Paramagnetic gadolinium ions (Gd^III), complexed within DOTA-based chelates, have become useful tools to increase the magnetic resonance imaging (MRI) contrast in tissues of interest. Recently, "on/off" probes serving as ¹⁹F·MRI biosensors for target enzymes have emerged that utilize the increase in transverse (T ₂ ^∗ or T ₂) relaxation times upon cleavage of the paramagnetic Gd^III centre. Molecular ¹⁹F·MRI has the advantage of high specificity due to the lack of background signal but suffers from low signal intensity that leads to low spatial resolution and long recording times. In this work, an "on/off" probe concept is introduced that utilizes responsive deactivation of paramagnetic relaxation enhancement (PRE) to generate ¹⁹F longitudinal (T ₁) relaxation contrast for accelerated molecular MRI. The probe concept is applied to matrix metalloproteinases (MMPs), a class of enzymes linked with many inflammatory diseases and cancer that modify bioactive extracellular substrates. The presence of these biomarkers in extracellular space makes MMPs an accessible target for responsive PRE deactivation probes. Responsive PRE deactivation in a ¹⁹F biosensor probe, selective for MMP-2 and MMP-9, is shown to enable molecular MRI contrast at significantly reduced experimental times compared to previous methods. PRE deactivation was caused by MMP through cleavage of a protease substrate that served as a linker between the fluorine-containing moiety and a paramagnetic Gd^III-bound DOTA complex. Ultrashort echo time (UTE) MRI and, alternatively, short echo times in standard gradient echo (GE) MRI were employed to cope with the fast ¹⁹F transverse relaxation of the PRE active probe in its "on-state." Upon responsive PRE deactivation, the ¹⁹F·MRI signal from the "off-state" probe diminished, thereby indicating the presence of the target enzyme through the associated negative MRI contrast. Null point ¹H·MRI, obtainable within a short time course, was employed to identify false-positive ¹⁹F·MRI responses caused by dilution of the contrast agent.

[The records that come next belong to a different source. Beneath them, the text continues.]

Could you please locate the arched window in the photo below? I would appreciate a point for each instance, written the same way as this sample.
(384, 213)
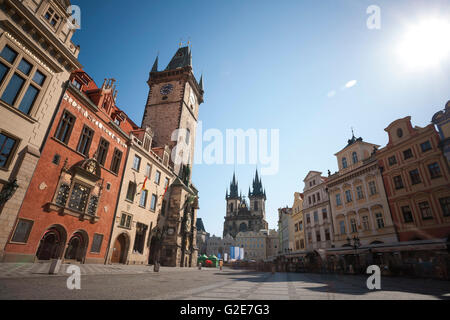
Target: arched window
(355, 157)
(344, 163)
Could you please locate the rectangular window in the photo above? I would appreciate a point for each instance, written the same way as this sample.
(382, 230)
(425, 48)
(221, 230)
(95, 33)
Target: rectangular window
(8, 146)
(426, 146)
(143, 200)
(392, 160)
(415, 176)
(373, 188)
(445, 206)
(139, 241)
(22, 231)
(125, 220)
(425, 210)
(78, 199)
(166, 184)
(353, 225)
(157, 177)
(102, 151)
(327, 235)
(435, 170)
(398, 182)
(97, 243)
(324, 214)
(85, 141)
(131, 192)
(153, 202)
(407, 214)
(338, 200)
(407, 154)
(18, 82)
(359, 192)
(11, 92)
(380, 220)
(65, 127)
(115, 163)
(348, 196)
(366, 224)
(8, 54)
(28, 99)
(342, 227)
(136, 163)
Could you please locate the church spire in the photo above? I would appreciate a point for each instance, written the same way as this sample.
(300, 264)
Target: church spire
(155, 65)
(201, 82)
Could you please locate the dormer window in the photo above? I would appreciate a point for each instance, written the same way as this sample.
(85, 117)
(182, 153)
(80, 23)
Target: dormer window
(52, 17)
(344, 163)
(355, 158)
(77, 84)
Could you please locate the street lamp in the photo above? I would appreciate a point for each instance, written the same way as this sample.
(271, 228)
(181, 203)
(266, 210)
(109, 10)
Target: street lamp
(355, 243)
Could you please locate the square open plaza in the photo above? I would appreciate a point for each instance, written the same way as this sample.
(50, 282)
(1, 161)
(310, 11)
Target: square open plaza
(89, 195)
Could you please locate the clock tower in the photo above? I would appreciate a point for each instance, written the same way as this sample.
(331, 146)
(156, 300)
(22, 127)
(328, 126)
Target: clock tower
(173, 106)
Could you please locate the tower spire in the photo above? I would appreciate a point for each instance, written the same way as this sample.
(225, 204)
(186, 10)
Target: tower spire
(155, 64)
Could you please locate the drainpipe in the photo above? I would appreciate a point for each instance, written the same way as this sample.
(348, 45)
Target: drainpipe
(108, 249)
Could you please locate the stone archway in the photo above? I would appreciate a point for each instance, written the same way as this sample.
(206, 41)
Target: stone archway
(77, 247)
(120, 249)
(52, 243)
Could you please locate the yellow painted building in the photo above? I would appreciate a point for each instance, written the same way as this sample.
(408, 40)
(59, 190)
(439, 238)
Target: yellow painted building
(297, 230)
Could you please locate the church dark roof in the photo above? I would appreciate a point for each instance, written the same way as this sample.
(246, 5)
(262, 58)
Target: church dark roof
(200, 226)
(181, 59)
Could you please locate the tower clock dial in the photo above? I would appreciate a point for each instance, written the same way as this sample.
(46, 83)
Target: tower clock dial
(192, 98)
(166, 89)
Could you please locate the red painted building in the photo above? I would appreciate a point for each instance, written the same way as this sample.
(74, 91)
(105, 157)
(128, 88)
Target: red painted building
(417, 181)
(69, 208)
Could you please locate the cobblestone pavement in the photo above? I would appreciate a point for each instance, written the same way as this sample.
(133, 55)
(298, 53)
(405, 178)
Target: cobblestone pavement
(28, 270)
(141, 283)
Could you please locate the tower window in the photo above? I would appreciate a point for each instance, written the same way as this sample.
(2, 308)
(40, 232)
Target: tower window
(52, 17)
(85, 141)
(65, 127)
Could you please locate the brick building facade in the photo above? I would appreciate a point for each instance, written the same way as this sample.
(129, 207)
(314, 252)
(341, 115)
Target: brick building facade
(68, 210)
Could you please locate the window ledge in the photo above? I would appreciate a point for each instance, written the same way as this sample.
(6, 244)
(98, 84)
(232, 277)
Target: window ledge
(18, 112)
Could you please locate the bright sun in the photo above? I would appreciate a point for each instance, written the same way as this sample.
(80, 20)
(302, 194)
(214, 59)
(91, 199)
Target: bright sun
(425, 44)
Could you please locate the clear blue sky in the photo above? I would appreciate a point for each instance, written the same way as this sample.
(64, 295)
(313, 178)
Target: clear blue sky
(271, 65)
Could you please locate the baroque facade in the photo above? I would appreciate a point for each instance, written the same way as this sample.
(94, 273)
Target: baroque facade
(36, 59)
(358, 200)
(242, 216)
(316, 211)
(417, 181)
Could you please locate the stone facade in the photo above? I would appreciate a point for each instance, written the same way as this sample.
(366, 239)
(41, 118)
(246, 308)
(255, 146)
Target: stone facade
(297, 223)
(172, 112)
(29, 33)
(142, 198)
(417, 181)
(284, 230)
(358, 200)
(442, 120)
(316, 213)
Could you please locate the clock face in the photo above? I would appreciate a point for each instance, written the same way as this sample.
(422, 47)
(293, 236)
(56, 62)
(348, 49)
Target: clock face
(166, 89)
(192, 98)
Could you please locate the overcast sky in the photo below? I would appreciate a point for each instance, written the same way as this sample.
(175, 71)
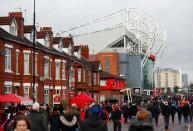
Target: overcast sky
(175, 15)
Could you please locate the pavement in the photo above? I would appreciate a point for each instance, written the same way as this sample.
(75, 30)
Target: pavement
(161, 127)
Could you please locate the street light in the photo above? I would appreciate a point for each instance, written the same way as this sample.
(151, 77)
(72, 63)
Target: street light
(34, 29)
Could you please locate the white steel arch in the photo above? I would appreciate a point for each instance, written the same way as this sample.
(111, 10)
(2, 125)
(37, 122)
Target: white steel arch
(150, 35)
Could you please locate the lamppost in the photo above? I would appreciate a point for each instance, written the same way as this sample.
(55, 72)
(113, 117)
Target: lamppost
(34, 29)
(69, 73)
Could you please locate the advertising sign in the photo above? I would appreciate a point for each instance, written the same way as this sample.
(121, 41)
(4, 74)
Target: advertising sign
(71, 78)
(56, 99)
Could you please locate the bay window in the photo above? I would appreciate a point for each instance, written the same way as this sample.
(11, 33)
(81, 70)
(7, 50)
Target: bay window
(46, 69)
(79, 74)
(26, 64)
(7, 59)
(57, 70)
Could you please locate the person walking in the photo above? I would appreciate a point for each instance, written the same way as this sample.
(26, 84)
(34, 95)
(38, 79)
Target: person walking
(185, 111)
(191, 111)
(21, 123)
(37, 119)
(68, 120)
(166, 113)
(141, 123)
(157, 112)
(133, 111)
(173, 112)
(179, 111)
(54, 120)
(116, 118)
(94, 122)
(125, 110)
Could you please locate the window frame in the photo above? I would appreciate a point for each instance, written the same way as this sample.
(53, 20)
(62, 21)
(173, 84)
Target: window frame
(26, 68)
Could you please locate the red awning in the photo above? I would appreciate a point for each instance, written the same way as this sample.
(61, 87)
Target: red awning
(15, 99)
(81, 100)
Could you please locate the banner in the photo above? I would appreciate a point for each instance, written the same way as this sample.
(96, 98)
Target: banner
(56, 99)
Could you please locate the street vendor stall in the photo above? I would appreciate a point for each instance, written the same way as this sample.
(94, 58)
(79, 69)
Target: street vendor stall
(12, 98)
(81, 100)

Enhanced Fluorine-19 MRI Sensitivity using a Cryogenic Radiofrequency Probe: Technical Developments and Ex Vivo Demonstration in a Mouse Model of Neuroinflammation

Neuroinflammation can be monitored using fluorine-19 (19F)-containing nanoparticles and 19F MRI. Previously we studied neuroinflammation in experimental autoimmune encephalomyelitis (EAE) using room temperature (RT) 19F radiofrequency (RF) coils and low spatial resolution 19F MRI to overcome constraints in signal-to-noise ratio (SNR). This yielded an approximate localization of inflammatory lesions. Here we used a new 19F transceive cryogenic quadrature RF probe ( 19 F-CRP) that provides the SNR necessary to acquire superior spatially-resolved 19F MRI. First we characterized the signal-transmission profile of the 19 F-CRP. The 19 F-CRP was then benchmarked against a RT 19F/1H RF coil. For SNR comparison we used reference compounds including 19F-nanoparticles and ex vivo brains from EAE mice administered with 19F-nanoparticles. The transmit/receive profile of the 19 F-CRP diminished with increasing distance from the surface. This was counterbalanced by a substantial SNR gain compared to the RT coil. Intraparenchymal inflammation in the ex vivo EAE brains was more sharply defined when using 150 μm isotropic resolution with the 19 F-CRP, and reflected the known distribution of EAE histopathology. At this spatial resolution, most 19F signals were undetectable using the RT coil. The 19 F-CRP is a valuable tool that will allow us to study neuroinflammation with greater detail in future in vivo studies.